Treatment and Prognosis:

Aggressive IV fluid therapy is the mainstay of treatment. The rate of isotonic fluid administration is based on patient perfusion, degree of dehydration, and ongoing losses. Dogs markedly hypoproteinemic or in shock may benefit from synthetic or natural colloid (stored or fresh frozen plasma) therapy. Parenteral antibiotics effective against Clostridium spp (eg, ampicillin 22 mg/kg, IV, tid-qid, or metronidazole 7.5 mg/kg, IV, bid) and to decrease the potential for sepsis secondary to intestinal bacterial translocation are indicated.

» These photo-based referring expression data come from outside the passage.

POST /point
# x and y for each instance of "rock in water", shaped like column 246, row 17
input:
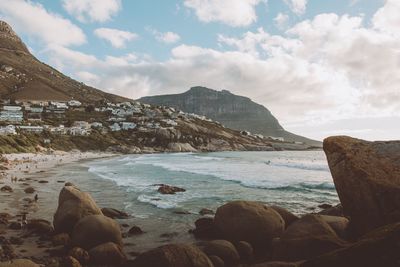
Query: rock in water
column 378, row 248
column 107, row 254
column 73, row 205
column 367, row 179
column 178, row 255
column 94, row 230
column 306, row 238
column 249, row 221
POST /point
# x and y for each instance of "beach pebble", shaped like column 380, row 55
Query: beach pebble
column 135, row 230
column 29, row 190
column 6, row 188
column 94, row 230
column 183, row 256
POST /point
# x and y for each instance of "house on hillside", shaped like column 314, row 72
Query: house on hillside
column 12, row 114
column 74, row 103
column 8, row 130
column 128, row 125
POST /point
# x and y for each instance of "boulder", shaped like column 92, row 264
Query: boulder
column 94, row 230
column 286, row 215
column 367, row 179
column 73, row 205
column 80, row 254
column 217, row 261
column 70, row 262
column 338, row 224
column 174, row 255
column 306, row 238
column 29, row 190
column 19, row 263
column 333, row 211
column 206, row 229
column 249, row 221
column 245, row 250
column 114, row 213
column 378, row 248
column 169, row 190
column 107, row 254
column 223, row 249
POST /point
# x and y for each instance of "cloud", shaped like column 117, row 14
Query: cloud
column 116, row 38
column 281, row 20
column 236, row 13
column 92, row 10
column 164, row 37
column 49, row 28
column 297, row 6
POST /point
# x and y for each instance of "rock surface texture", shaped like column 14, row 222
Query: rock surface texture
column 367, row 179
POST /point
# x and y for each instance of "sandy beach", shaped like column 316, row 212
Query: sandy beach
column 22, row 178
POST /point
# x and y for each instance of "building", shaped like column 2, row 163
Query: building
column 115, row 127
column 74, row 103
column 128, row 125
column 8, row 130
column 12, row 114
column 81, row 124
column 31, row 129
column 77, row 131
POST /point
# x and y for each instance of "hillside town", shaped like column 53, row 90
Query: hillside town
column 39, row 116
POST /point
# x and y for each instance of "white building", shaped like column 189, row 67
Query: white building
column 8, row 130
column 81, row 124
column 115, row 127
column 128, row 125
column 31, row 129
column 74, row 103
column 12, row 114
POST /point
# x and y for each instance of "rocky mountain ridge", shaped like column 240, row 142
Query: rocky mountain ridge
column 233, row 111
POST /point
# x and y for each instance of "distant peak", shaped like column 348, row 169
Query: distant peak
column 9, row 39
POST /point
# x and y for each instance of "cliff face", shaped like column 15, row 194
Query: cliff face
column 236, row 112
column 23, row 77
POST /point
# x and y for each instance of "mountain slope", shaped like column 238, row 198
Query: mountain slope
column 22, row 76
column 236, row 112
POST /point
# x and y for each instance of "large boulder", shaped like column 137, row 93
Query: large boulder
column 73, row 205
column 107, row 254
column 306, row 238
column 378, row 248
column 367, row 179
column 94, row 230
column 338, row 224
column 175, row 255
column 249, row 221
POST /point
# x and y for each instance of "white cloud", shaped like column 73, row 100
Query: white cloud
column 116, row 38
column 297, row 6
column 235, row 13
column 92, row 10
column 34, row 20
column 164, row 37
column 281, row 20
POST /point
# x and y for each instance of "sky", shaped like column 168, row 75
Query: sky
column 321, row 67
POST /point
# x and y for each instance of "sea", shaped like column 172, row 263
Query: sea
column 299, row 181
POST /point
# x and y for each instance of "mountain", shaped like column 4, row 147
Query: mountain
column 23, row 77
column 233, row 111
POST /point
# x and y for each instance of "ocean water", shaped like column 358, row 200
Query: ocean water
column 298, row 181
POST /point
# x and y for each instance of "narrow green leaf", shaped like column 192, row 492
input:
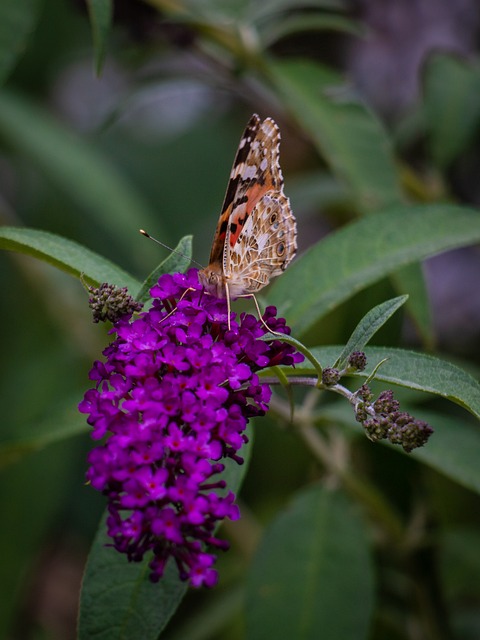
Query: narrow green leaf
column 452, row 450
column 345, row 132
column 411, row 279
column 368, row 327
column 118, row 602
column 365, row 251
column 412, row 370
column 312, row 560
column 451, row 106
column 17, row 21
column 101, row 13
column 76, row 167
column 176, row 262
column 66, row 255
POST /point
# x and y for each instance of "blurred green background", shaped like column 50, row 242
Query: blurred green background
column 149, row 143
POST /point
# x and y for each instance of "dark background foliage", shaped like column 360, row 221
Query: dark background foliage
column 148, row 141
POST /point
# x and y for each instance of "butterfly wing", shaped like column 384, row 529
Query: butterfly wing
column 255, row 238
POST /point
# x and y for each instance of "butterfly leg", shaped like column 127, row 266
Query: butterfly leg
column 176, row 307
column 227, row 293
column 251, row 295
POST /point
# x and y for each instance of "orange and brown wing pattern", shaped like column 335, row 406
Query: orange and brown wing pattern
column 255, row 171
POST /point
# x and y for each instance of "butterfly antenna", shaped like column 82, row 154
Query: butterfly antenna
column 184, row 255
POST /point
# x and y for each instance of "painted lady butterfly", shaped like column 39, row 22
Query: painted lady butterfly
column 256, row 233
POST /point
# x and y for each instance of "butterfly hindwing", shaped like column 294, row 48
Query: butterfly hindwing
column 255, row 238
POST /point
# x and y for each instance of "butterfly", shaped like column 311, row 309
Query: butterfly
column 255, row 239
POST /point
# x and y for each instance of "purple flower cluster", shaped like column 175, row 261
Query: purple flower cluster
column 172, row 399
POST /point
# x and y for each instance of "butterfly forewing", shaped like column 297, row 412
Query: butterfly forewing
column 255, row 238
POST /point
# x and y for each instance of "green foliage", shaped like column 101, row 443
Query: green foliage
column 333, row 525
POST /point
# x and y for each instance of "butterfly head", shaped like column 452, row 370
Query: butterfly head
column 211, row 278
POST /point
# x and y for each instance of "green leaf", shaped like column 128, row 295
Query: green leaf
column 365, row 251
column 411, row 279
column 177, row 261
column 295, row 24
column 66, row 255
column 412, row 370
column 76, row 167
column 118, row 602
column 312, row 560
column 61, row 424
column 101, row 13
column 368, row 327
column 17, row 21
column 451, row 106
column 343, row 130
column 453, row 449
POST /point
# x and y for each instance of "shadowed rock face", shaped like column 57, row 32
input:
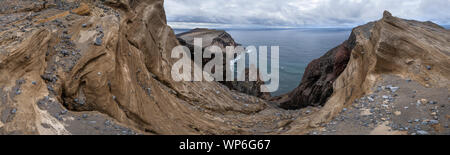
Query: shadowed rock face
column 104, row 67
column 222, row 39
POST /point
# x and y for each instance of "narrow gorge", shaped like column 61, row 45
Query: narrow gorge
column 104, row 67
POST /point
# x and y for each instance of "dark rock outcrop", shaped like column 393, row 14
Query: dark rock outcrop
column 317, row 81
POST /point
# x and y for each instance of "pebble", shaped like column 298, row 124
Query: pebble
column 107, row 122
column 432, row 122
column 370, row 99
column 394, row 89
column 98, row 41
column 64, row 112
column 149, row 91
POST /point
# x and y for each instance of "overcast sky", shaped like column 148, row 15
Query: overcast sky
column 298, row 13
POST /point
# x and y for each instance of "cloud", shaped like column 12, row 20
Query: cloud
column 300, row 13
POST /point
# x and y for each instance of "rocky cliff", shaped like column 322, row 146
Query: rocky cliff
column 222, row 39
column 103, row 67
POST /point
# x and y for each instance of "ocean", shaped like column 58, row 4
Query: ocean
column 298, row 47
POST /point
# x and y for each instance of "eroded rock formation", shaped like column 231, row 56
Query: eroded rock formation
column 222, row 39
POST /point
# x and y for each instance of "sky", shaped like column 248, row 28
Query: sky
column 187, row 14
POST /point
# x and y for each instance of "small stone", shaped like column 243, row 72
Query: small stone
column 149, row 91
column 394, row 89
column 370, row 99
column 432, row 102
column 64, row 112
column 423, row 101
column 432, row 122
column 107, row 123
column 14, row 111
column 98, row 41
column 18, row 92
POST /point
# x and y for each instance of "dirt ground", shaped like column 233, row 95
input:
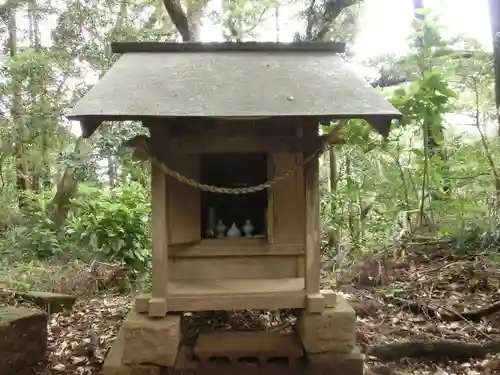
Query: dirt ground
column 422, row 315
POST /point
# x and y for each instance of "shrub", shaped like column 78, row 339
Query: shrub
column 115, row 223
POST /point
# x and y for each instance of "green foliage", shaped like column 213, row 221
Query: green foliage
column 115, row 223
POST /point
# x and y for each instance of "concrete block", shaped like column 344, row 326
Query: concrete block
column 113, row 364
column 332, row 331
column 334, row 363
column 151, row 340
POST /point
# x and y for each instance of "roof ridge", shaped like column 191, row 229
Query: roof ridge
column 168, row 47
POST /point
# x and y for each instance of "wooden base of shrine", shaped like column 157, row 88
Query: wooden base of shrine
column 231, row 294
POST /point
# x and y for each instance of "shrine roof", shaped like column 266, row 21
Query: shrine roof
column 231, row 80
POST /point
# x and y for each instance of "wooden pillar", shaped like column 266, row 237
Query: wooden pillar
column 314, row 299
column 158, row 302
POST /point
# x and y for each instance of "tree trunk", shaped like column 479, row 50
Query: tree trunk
column 495, row 37
column 22, row 182
column 68, row 184
column 67, row 187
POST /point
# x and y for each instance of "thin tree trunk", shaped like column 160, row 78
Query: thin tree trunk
column 495, row 37
column 68, row 184
column 16, row 114
column 67, row 187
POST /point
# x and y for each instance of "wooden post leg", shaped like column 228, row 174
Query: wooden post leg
column 158, row 302
column 314, row 299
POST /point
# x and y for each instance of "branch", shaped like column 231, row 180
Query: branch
column 179, row 18
column 449, row 350
column 310, row 20
column 332, row 10
column 384, row 81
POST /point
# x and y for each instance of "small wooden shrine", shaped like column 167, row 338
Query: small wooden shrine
column 233, row 116
column 234, row 145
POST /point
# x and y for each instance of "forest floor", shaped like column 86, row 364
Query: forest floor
column 422, row 314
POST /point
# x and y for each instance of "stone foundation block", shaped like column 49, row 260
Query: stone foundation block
column 332, row 331
column 151, row 340
column 113, row 364
column 334, row 363
column 23, row 340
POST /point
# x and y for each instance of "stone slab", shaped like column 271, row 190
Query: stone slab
column 151, row 340
column 332, row 331
column 330, row 297
column 48, row 301
column 333, row 363
column 113, row 364
column 23, row 340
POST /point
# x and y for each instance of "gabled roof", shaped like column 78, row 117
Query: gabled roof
column 221, row 80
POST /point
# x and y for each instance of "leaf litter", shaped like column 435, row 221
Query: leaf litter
column 423, row 305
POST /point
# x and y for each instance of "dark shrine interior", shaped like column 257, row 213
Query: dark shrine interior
column 234, row 170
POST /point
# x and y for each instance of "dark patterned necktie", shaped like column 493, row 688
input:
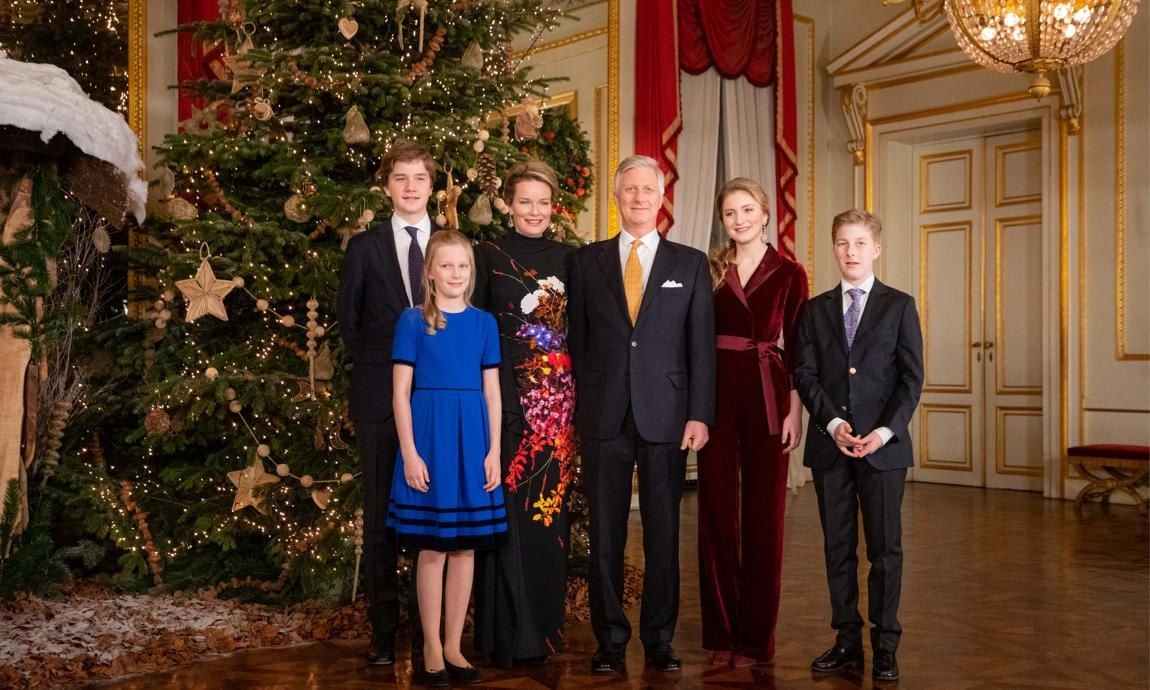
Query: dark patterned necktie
column 415, row 267
column 851, row 317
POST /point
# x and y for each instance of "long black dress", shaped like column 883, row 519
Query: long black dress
column 520, row 588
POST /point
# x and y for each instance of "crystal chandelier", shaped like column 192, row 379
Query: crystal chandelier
column 1037, row 36
column 1032, row 36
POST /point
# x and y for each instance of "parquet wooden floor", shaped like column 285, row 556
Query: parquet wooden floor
column 999, row 590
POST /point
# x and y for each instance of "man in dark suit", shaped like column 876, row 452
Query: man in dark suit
column 381, row 276
column 859, row 374
column 642, row 344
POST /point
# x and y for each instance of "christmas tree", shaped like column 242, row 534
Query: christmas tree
column 227, row 454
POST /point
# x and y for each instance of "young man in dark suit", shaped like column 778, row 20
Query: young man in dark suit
column 859, row 374
column 642, row 344
column 382, row 275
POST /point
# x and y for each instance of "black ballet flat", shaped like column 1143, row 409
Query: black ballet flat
column 435, row 679
column 462, row 674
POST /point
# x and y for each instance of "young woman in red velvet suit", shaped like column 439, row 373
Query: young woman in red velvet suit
column 758, row 421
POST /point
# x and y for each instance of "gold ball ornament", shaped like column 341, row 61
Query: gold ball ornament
column 296, row 208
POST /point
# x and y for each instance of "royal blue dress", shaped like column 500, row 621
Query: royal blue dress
column 452, row 435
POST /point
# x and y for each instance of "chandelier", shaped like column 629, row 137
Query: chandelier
column 1033, row 36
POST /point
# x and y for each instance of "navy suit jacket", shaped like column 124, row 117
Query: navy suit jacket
column 875, row 383
column 664, row 368
column 372, row 297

Additional antibiotic coverage for gram-negative bacteria (eg, enrofloxacin 5–10 mg/kg/day, IV) is indicated in animals with sepsis or neutropenia. In a prospective study of dogs with HGE and no clinical indices of sepsis, treatment with amoxicillin-clavulanic acid did not affect mortality rate, duration of hospitalization, or severity of clinical signs. This might suggest not all cases of HGE are due to primary bacterial infection or that the bacteria involved may not be susceptible to amoxicillin-clavulanic acid. Depending on serum potassium concentration, maintenance fluids should be supplemented with potassium chloride at 20–40 mEq/L to prevent development of hypokalemia. Hypoglycemic dogs require dextrose supplementation (2.5%–5%) of maintenance IV fluids. Additional supportive care, including antiemetic therapy and dietary management, are as described above (see Canine Parvovirus and see Acute Gastritis). Rehydration with a balanced oral electrolyte solution (an initial volume of 7% dehydration [to be replaced over 12 hr] should be offered every 4 hr, along with volumes to account for maintenance fluid requirements and ongoing losses) may be appropriate for dogs with mild dehydration and mild clinical signs.

Prognosis is good with appropriate treatment. However, serious complications, including marked hypoproteinemia, DIC, sepsis, hypovolemic shock, and death, can occur.